The group protested the attack of marchers celebrating Dr. Martin Luther King, Jr.’s birthday one week
earlier.
1988
Forty-eight African American writers and literary critics sign a
controversial statement that appears in “The New York Times Book Review”
supporting author Toni Morrison and protesting
her failure to win the “keystone honors of the National Book Award or the
Pulitzer Prize.”
1989
Reverend Barbara Harris’ election as suffragan bishop is
ratified by the Diocese of Massachusetts. Her election and consecration occur
amid widespread controversy regarding the role of women bishops in the
Episcopal Church. She will be the first
female bishop in the church’s 450-year history.
1990
Clarence “Big
House” Gains, Winston Salem State University’s basketball couch, won his 800th
game on this date. Gains has won eight CIAA conference championships and a 1967
Division II championship.
1993
Thurgood Marshall, the first Black man to serve as a
justice on the United States Supreme Court, died on this day in 1993 in
Washington, DC. Prior to becoming a justice, Marshall gained fame arguing civil
rights cases before the Supreme Court including the historic school
desegregation case—Brown v. Board of Education. While on the Supreme Court, he
was widely viewed as a constitutional scholar who supported liberal and
progressive causes. Marshall was born in Baltimore, MD in 1908. He was
appointed to the Supreme Court by President Lyndon B. Johnson.
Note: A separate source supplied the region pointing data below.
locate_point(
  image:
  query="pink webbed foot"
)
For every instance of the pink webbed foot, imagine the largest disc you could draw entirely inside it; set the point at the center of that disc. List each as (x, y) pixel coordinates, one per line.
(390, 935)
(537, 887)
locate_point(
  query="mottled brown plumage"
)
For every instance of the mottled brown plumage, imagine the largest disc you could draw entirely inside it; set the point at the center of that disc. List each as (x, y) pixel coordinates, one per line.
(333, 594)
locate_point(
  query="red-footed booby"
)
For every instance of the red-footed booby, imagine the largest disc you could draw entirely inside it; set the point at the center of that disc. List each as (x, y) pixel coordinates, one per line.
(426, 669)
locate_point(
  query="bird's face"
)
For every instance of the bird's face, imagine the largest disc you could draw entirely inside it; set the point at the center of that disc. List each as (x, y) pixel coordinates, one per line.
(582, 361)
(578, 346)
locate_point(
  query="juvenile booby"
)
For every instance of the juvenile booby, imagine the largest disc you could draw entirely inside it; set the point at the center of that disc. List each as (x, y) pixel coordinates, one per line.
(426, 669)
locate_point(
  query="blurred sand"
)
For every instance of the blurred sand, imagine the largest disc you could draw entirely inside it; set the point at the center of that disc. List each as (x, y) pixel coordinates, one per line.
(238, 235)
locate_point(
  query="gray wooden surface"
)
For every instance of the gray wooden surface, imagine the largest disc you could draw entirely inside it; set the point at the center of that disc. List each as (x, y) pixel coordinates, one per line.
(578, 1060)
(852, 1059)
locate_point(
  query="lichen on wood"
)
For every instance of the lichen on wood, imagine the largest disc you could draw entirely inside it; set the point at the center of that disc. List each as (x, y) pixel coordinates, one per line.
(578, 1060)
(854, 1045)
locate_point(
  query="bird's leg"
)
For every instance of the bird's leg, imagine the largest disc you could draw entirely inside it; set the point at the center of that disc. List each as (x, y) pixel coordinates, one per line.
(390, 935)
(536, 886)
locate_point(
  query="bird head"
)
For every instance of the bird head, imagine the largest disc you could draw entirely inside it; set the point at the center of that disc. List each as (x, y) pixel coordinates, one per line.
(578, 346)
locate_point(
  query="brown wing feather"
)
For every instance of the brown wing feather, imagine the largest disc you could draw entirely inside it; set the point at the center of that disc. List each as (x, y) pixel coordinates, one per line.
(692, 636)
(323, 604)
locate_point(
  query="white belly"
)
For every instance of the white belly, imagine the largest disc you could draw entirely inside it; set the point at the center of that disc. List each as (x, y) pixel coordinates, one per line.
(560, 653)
He was one of
the most well-known figures in the history of civil rights in America and
served on the Supreme Court for 24 years. Thurgood Marshall was buried in Arlington
National Cemetery.
2010
On
this date at 6:08 PM EST in Lucus Oil Stadium in Indianapolis, ID, the Indianapolis
Colt, coming from an 11 point deficit, defeated the New York Jets 30-17. With
this victory, Jim Caldwell became the fourth African-American
coach of an NFL team to coach a team to the Super Bowl. He is preceeded
respectively by Lovie Smith of the Chicago Bears and Tony Dungy, his
predecessor with the Colts, who qualified their teams on January 21, 2007 and
Mike Tomlin, coach of the Pittsburgh Steelers on January 18, 2009. He also
became the third African American coach to win the Lamar Hunt Trophy for the
American Football Conference (AFC) Championship and the fifth rookie head coach
to coach a team to the Super Bowl. He also holds the record, as a rookie coach,
of having a team to go 14-0 to start a season. Of note, the Colts lost their
last two games of the 2009 season to go 14-2. Caldwell would take his team to
Super Bowl XLVI in Dolphin’s Stadium in Miami, FL on February 7, 2010 to face
the New Orleans Saints, who later in the day defeated the Minnesota Vikings in
the New Orleans Superdome by score of 31-28.